You’ve heard the question a thousand times from customers pleased with your business’s product or service: Are you guys a franchise? If it’s got you thinking about growing your brand through franchising, expect to ask yourself a lot of questions. Below are some of the most common questions emerging franchisors ask themselves, along with answers to help get you started.
Where Do I Begin?
Start with your foundation. Before you can begin franchising, make sure you are operating multiple locations to establish proof of concept.
By operating multiple locations, you’ll be able to determine that your brand has broad appeal, how profitable each location is, how efficient your supply chain is, as well as generate brand recognition among consumers.
Since consistency is the hallmark of franchise brands, your brand standards, the guidelines you developed to ensure the brand experience is replicable throughout the entire chain, will be key in determining proof of concept. Does each location meet your brand standards by:
- Serving the same product or service
- Provide the same level of customer service
- Deliver the same emotional connection
- Earn the same level of satisfaction
Consumers are attracted to franchise brands for their consistency, no matter where they are in the world.
Even before you start franchising, make sure you are collecting the names of all the people who have expressed interest in franchising your brand. These are your first franchise leads and possibly your first franchisees. At the same time, be very clear to these interested parties that you are not a franchise, and do not share an information about the business until you are legally allowed to by law.
What Should My Budget Include?
Your foundation needs plenty of capital to develop infrastructure in order to grow, which you’ll have to budget for. You will need to budget for several expenses before you actually start growing your brand through franchising. As you develop your budget, it will quickly become clear why being well-capitalized is necessary. Your budget should cover expenditures for infrastructure, including:
- Franchisee training
- Ongoing support
- Legal fees
- Franchise sales team
- Brand and franchise marketing
- Supply chain
- Operations manuals
- Additional working capital
Beyond infrastructure, you will also need to budget for trademark registration, creation of the FDD and franchise contract, and franchise registration.
How Do I Raise the Capital?
There are many sources of early-stage franchise growth funding. Each lender and investor is different and has rules for investing capital. You will have to determine which source is right for you. The most popular sources are:
- Commercial banks
- Small Business Administration
- Investment bankers
- Private equity firms
- Venture capital firms
- Angel investors
Lenders and investors are primarily concerned about their return on investment, and therefore want to be assured your concept is going to succeed. Making sure your proof of concept is strong will go a long way toward obtaining capital from multiple funding sources.

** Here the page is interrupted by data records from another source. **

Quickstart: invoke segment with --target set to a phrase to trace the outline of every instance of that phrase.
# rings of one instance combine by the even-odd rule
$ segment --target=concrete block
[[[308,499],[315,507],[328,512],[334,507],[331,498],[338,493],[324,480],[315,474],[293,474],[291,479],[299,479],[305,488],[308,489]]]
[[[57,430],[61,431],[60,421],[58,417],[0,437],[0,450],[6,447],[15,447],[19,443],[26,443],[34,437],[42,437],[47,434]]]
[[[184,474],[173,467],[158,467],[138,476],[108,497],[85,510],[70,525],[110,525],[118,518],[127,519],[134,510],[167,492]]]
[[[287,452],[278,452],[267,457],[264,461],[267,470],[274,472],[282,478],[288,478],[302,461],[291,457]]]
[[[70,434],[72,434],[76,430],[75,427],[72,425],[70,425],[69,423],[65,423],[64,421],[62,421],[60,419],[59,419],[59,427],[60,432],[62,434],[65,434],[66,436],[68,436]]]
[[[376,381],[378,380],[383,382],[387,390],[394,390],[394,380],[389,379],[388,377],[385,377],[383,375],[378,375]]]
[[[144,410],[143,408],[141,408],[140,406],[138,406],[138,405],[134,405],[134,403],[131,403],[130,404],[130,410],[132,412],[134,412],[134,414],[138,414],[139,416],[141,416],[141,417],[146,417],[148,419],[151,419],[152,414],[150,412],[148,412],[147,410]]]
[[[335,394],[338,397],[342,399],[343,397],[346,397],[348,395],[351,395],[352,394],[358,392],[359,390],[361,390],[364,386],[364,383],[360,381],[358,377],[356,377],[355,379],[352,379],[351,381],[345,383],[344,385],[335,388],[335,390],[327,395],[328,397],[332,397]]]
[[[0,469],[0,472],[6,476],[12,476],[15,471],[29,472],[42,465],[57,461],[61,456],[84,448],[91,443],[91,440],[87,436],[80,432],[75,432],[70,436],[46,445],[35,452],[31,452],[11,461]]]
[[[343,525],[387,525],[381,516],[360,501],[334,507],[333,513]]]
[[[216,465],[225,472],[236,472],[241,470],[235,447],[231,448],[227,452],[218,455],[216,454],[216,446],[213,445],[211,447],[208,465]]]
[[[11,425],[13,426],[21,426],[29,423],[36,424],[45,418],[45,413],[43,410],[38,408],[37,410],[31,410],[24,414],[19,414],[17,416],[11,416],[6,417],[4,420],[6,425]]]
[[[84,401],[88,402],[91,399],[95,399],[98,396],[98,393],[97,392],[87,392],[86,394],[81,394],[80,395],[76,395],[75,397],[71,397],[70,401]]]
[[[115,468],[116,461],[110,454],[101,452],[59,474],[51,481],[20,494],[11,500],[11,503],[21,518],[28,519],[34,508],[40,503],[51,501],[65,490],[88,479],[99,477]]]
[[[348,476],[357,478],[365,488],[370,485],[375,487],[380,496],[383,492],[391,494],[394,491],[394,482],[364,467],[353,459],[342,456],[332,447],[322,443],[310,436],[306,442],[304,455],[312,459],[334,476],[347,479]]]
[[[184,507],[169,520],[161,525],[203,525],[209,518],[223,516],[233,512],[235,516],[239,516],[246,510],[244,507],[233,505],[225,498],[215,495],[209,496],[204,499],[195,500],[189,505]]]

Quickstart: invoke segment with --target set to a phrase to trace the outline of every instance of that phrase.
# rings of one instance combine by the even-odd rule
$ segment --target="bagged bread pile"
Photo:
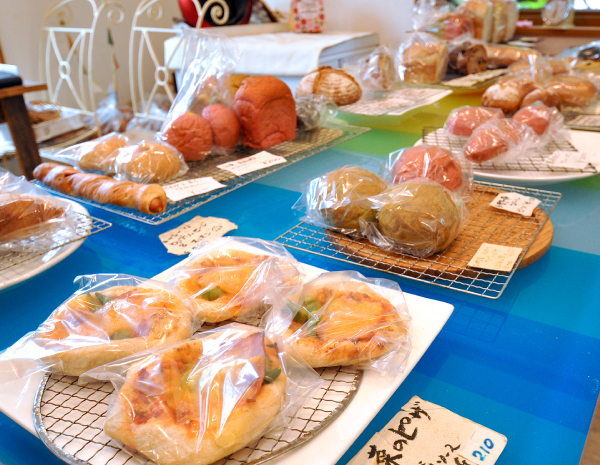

Where Do I Start Building Infrastructure?
Infrastructure is the backbone of every franchise brand and consists of many moving parts – training, operations, support personnel, franchise sales, marketing, supply chain, legal services and more. It’s everything your franchisees will require to get up and running and growing. Developing a healthy infrastructure system benefits the franchisor, as well, allowing you to scale more easily and grow the brand effectively and efficiently. It’s vital to your franchise system – weak infrastructure can be detrimental to your franchise brand.
Training and support are typically the first elements put in place during infrastructure development. They ensure franchisees have the help they need to execute the model and help guarantee a strong and consistent brand experience for the end consumer.
Which part of the infrastructure you develop next depends on your needs. You have to assess where your system needs improvement and where it is strong to determine what to add next. It depends on your current experience and the experience of your team. One thing is certain about infrastructure: You cannot skimp on developing it as much as possible.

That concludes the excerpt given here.